The attacks would disrupt the TrickBot significantly, but it has fallback mechanisms to recover, with difficulty, computers removed from the botnet. It was reported that there was short-term disruption, but the botnet quickly recovered due to its infrastructure remaining intact.

The US government considered ransomware to be a major threat to the 2020 US elections, as attacks can steal or encrypt voter information and election results, and impact election systems.
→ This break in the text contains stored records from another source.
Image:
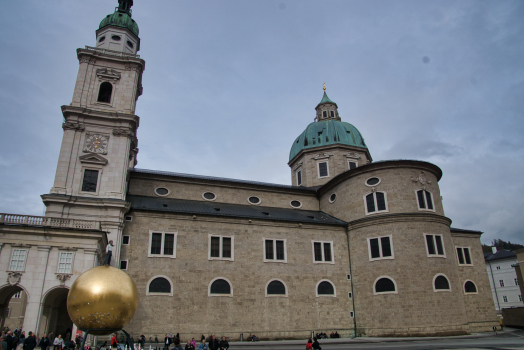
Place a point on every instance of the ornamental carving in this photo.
(421, 179)
(321, 156)
(134, 67)
(354, 155)
(73, 126)
(63, 277)
(14, 277)
(123, 132)
(108, 74)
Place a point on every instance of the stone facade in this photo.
(363, 249)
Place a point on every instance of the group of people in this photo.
(18, 340)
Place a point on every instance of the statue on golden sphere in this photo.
(102, 299)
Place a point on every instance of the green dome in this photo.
(327, 132)
(120, 19)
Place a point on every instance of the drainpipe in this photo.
(352, 292)
(37, 327)
(494, 286)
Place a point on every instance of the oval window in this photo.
(373, 181)
(210, 196)
(254, 200)
(296, 204)
(161, 191)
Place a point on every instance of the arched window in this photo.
(106, 89)
(220, 286)
(376, 202)
(159, 285)
(276, 287)
(385, 285)
(470, 287)
(441, 283)
(325, 288)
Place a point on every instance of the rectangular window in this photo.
(65, 262)
(323, 252)
(323, 169)
(162, 244)
(425, 200)
(90, 180)
(221, 248)
(18, 260)
(463, 256)
(299, 177)
(375, 202)
(380, 248)
(435, 246)
(275, 250)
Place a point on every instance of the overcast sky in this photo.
(229, 85)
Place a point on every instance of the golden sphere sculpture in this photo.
(103, 297)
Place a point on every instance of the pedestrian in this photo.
(203, 345)
(309, 344)
(109, 253)
(189, 345)
(316, 345)
(223, 345)
(44, 342)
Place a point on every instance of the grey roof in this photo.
(499, 255)
(213, 178)
(454, 229)
(231, 210)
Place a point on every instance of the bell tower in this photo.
(99, 143)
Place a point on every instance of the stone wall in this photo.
(235, 193)
(191, 312)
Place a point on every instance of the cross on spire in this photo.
(125, 6)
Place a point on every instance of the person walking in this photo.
(29, 342)
(223, 345)
(44, 342)
(109, 253)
On 20 October 2020, a security message on the Bleeping Computer website reported that the Trickbot operation was "on the brink of completely shutting down following efforts from an alliance of cybersecurity and hosting providers targeting the botnet's command and control servers", after the relatively ineffective disruptive actions earlier in the month. A coalition headed by Microsoft's Digital Crimes Unit (DCU) had a serious impact, although TrickBot continued to infect further computers. On 18 October, Microsoft stated that 94% of Trickbot's critical operational infrastructure - 120 out of 128 servers - had been eliminated. Some Trickbot servers remained active in Brazil, Colombia, Indonesia, and Kyrgyzstan. Constant action, both technical and legal, is required to prevent Trickbot from re-emerging due to its unique architecture. Although there was no evidence of TrickBot targeting the US election on 3 November 2020, intense efforts continued until that date.